London continues to capture the interest of Middle Eastern buyers, thanks to its rich cultural scene, world-class educational institutions, and robust investment opportunities. Despite the recent UK budget, the impact on many Middle Eastern investors has been minimal. Most buyers of UK real estate from the Middle East do not plan to become residents in the UK, so the proposed modifications to the UK Resident Non-Domicile tax regime hold limited relevance for them. Additionally, London’s temperate climate offers an attractive escape from the scorching Middle Eastern summers, further boosting its appeal as a destination for second homes.

One change that will impact all buyers of second homes, is the increase in the Stamp Duty surcharge (irrespective of whether the buyer is British or international) which was increased by 2 per cent in last week’s UK budget with immediate effect. This means that, depending on property value and buyer nationality, buyers of second homes will pay up to 19 per cent over the value of their home in buying tax.

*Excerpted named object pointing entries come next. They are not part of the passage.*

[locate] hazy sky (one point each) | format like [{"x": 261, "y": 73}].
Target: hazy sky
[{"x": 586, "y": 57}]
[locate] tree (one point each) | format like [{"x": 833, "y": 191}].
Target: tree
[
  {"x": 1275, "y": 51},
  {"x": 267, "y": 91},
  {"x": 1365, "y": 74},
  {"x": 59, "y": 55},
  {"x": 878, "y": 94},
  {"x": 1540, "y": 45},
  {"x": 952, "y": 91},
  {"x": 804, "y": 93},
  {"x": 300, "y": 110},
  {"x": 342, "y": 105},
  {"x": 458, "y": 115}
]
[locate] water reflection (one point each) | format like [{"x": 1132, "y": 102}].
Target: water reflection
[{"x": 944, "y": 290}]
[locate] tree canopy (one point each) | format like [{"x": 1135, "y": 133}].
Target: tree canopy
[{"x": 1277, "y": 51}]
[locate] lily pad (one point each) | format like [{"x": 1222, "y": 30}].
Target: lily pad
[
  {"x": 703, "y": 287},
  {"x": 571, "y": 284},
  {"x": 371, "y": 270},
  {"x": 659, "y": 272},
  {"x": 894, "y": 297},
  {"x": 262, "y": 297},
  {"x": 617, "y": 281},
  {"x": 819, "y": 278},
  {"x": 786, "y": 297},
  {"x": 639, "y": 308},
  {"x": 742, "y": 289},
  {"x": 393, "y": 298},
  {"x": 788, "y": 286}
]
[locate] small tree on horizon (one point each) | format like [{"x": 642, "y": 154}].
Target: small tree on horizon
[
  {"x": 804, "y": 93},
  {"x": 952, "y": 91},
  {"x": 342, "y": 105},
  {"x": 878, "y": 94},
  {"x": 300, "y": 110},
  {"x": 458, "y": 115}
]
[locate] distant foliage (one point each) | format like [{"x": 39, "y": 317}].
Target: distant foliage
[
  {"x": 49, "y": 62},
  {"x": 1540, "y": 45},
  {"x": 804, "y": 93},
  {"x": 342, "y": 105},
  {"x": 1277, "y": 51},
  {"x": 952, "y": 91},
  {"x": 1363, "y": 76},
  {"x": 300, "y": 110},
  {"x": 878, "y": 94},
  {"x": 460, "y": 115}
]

Black Brick believes the prime London market will be able to absorb the tax changes. Managing Partner Camilla Dell comments, “I don’t believe an additional 2 per cent will deter someone from wanting to buy a property in London. On a £2 million purchase the additional tax equates to just £40,000. I think that in the very short term, between now and Christmas, things could be a bit slow,” she said.

“It will take a bit of time to feed into peoples’ psyches and there may be buyers who attempt to negotiate a 2 per cent price cut to cover the higher tax. But it does not fundamentally alter why people like to buy property in Prime Central London (PCL). As with previous rises in Stamp Duty, we expect the ultimate price for the rise to be paid for by the seller. History has shown that when Stamp Duty goes up transactions slow down while reality sinks in. Prices then fall in line with the rise, and sometimes overshoot it.”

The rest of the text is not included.